Melissa Petro

Melissa Petro by Britt Gambino

Two years ago, Gotham teacher Melissa Petro found herself the unwanted subject of newspaper headlines. She was forced to resign as a New York City public school teacher after she wrote an essay about her experiences as a former sex worker. Melissa was devastated because she loved her job, but, after the smoke cleared, she realized great things still lay ahead of her—she started teaching for Gotham and she discovered the transformative power of writing.

By writing about her experiences in the sex industry (for such places as Salon, The Rumpus, and The Daily Beast), Melissa has managed to open up a dialogue about a controversial and misunderstood profession. Most people understand that prostitution is the practice of exchanging sex for money. However, sex work is more broadly defined as work that involves some kind of sexual behavior (e.g., exotic dancing or pornography).

After writing extensively about her former occupation, Melissa feared that she might have exhausted all her personal stories. But new ones kept emerging. Just recently, Melissa wrote a piece about a teacher who once propositioned her for sex. At the time, she didn’t consider the encounter all that remarkable. It was only after reading an article about said teacher ten years later that Melissa realized the depth of the story.

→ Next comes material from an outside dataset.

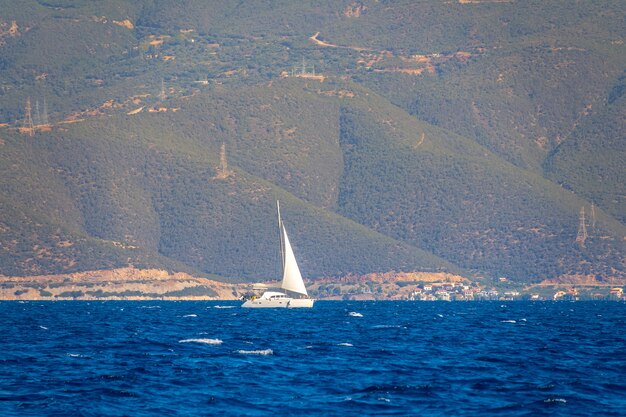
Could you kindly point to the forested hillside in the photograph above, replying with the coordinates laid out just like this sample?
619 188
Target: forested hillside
399 136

She finds this happens in her Memoir classes all the time. “You start with just two or three burning moments, stories that you have to tell,” Melissa says, pointing out that once students begin digging into their memories, they keep finding new stories to tell.

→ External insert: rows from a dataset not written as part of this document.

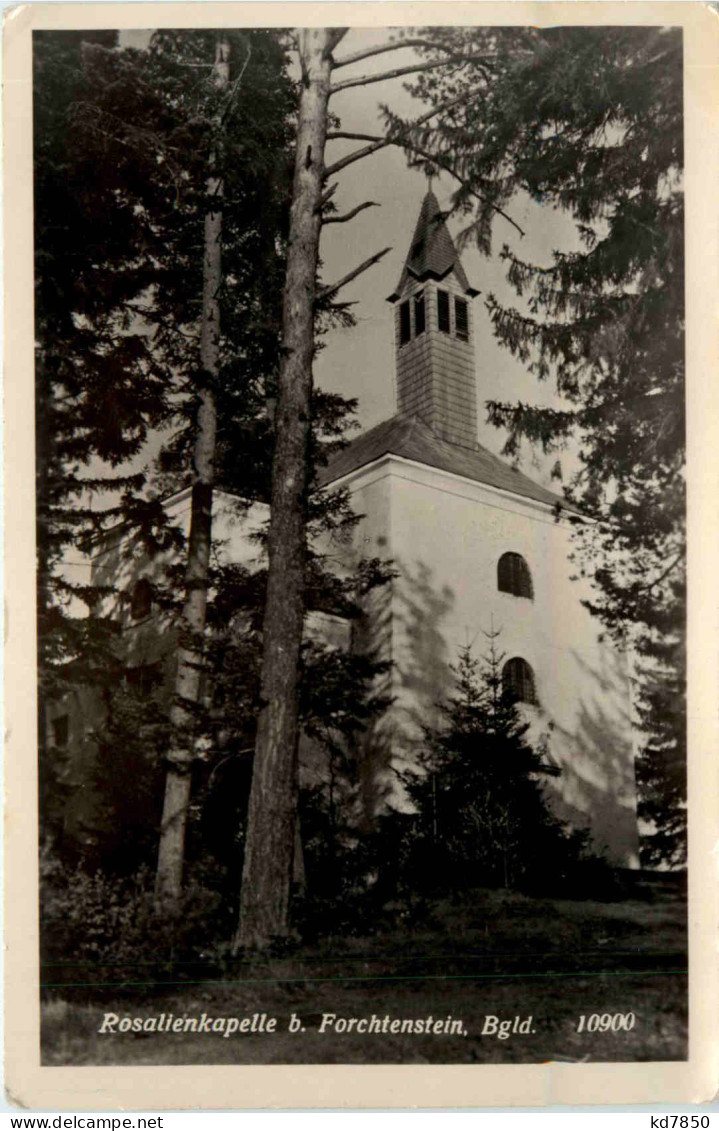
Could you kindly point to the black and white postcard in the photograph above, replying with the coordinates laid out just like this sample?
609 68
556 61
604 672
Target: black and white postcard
362 661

Currently Melissa is working on a book-length memoir entitled Unbecoming. As Melissa sees it, it’s a story about overcoming the shame from working in the sex industry. The title is a reference to both the charge made against her by former employer, the Department of Education (ie, “conduct unbecoming”) and the concept of “un-becoming” something, the shedding of a former life. She explains, “Until I was able to come to terms with my shame, I couldn’t make sense of my own experience and make the choices that were best for me.”

Melissa also believes that writing can inspire social awareness. She began interviewing sex workers in the US and abroad, eager to find narratives similar to her own. “By sharing knowledge,” she says, “we create community.” From an early age, Melissa was taught that sex workers are “unsafe people. Later, it became clear to her that this judgment stemmed from society’s cliched negative connotations of paying for sex. Instead of acknowledging that it was the sex itself that increased risk of disease or possible violence, Melissa found people placing blame on the monetary exchange.

Melissa recently began working for the Red Umbrella Project, an organization that provides advocacy and direct services to survivors of the sex industry. She believes Red Umbrella can improve the lives of many women by creating a safe space for them to share their stories. “With Red Umbrella I’m not just figuring out my own experience,” Melissa says, “I get to listen.”

Melissa credits Gotham for allowing her to continue her passion for teaching. She encourages her students to connect to their adversity, as she has done—to confront the obstacles that prevent them from reaching their goals. To paraphrase one of her students, Melissa says we only get a daily reprieve from trauma; we never really escape it.